正直、アリスに問うたのは心配というには遠い。頭の正常さの疑い。その力量でこの世で暮らす生きづらさ等など……そういう意味で問うていた。
「うむ。大丈夫だ。貴様に心配されるようなことはなにもない」
「そうか……」
意図が伝わったらぶん殴られること必須な訳で、まあそれは良いんだが……。
「っ…………」
なんの気無しに視線を下げると、アリスの脚が微かに震えているように見えた。
「本当に……大丈夫なのか?」
「大丈夫だと言っているだろう。何度も同じことを聞くなっ……」
いつもと同じような気はする。けどなんか引っ掛かる。若干だが返しが弱いような……。
「ほんとに、ほんとぉかぁ〜?」
「貴様っ!」
胸ぐらを掴んでくる。
「っ……!」
そう思ったが、アリスは勢いを見せたもののその場を数歩動いただけで、掴んではこなかった。
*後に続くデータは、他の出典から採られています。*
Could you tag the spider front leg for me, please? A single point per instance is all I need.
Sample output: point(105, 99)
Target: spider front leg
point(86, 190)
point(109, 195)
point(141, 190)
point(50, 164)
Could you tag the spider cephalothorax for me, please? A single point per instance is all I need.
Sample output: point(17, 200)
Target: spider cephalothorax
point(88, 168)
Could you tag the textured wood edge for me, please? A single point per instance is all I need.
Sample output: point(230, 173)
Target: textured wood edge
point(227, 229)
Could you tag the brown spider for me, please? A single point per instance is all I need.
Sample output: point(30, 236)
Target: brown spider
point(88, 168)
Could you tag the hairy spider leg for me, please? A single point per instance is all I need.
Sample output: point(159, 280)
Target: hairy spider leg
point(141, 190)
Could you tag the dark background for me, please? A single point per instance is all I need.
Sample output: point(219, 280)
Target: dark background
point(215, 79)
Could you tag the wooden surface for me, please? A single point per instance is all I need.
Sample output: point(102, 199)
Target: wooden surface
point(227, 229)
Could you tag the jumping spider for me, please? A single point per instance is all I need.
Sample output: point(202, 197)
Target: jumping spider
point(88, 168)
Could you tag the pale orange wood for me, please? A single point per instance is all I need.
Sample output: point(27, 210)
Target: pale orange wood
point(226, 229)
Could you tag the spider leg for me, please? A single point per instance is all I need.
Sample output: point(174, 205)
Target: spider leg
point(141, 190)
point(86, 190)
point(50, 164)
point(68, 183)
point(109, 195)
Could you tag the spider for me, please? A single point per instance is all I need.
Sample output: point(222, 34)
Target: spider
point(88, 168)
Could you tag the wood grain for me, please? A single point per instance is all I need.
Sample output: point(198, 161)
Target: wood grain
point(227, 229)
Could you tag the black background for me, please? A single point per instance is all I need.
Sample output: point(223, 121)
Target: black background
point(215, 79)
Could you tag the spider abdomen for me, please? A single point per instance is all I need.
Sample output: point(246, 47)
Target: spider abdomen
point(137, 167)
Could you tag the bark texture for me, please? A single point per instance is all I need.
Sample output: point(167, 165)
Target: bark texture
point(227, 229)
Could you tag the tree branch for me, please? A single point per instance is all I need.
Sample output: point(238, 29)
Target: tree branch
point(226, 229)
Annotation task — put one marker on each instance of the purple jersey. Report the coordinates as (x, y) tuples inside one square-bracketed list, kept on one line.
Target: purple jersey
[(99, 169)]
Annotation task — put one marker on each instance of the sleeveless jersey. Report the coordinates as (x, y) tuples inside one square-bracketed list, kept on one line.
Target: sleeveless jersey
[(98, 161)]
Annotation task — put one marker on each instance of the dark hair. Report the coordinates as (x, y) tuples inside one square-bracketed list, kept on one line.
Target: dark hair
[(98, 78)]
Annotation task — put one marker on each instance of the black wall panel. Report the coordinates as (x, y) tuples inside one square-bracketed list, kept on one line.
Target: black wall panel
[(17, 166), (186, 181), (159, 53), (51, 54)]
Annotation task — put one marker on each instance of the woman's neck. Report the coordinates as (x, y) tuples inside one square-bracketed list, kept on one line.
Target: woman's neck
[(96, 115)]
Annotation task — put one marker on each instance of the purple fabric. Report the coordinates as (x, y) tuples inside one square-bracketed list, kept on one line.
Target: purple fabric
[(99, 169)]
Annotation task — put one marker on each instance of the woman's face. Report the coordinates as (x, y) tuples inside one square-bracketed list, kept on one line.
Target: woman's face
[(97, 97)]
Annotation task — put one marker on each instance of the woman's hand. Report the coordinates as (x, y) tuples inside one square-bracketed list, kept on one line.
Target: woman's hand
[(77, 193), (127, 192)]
「やっぱり……。流石のお前でも、かなりきてるんだろ?」
まあ、当然だけどな。そもそもあんなバカ威力の玉、一回でも受け止めたら凄いもんだ。
それを複数回も受け止めては投げ返すって……。
『大丈夫かい!?』
しかも、相手が仲間に支えられる程に打ち負かしていやがるし……。
「ふんっ。なんのことだ。私は元気だ」
「嘘付け。脚震えてるの知ってるぞ」
「なっ……。い、いや、そんなことはない。震えなど……するものか」
「いや、強がらなくていいって。俺も、勿論、由加もだろうが、お前を凄いとしか思わん。尊敬しか無いって」
まあ……ただ、こんなにも強靭なやつに日頃から殴られていたと思うと、恐怖しかなくなるのも事実だけどな……。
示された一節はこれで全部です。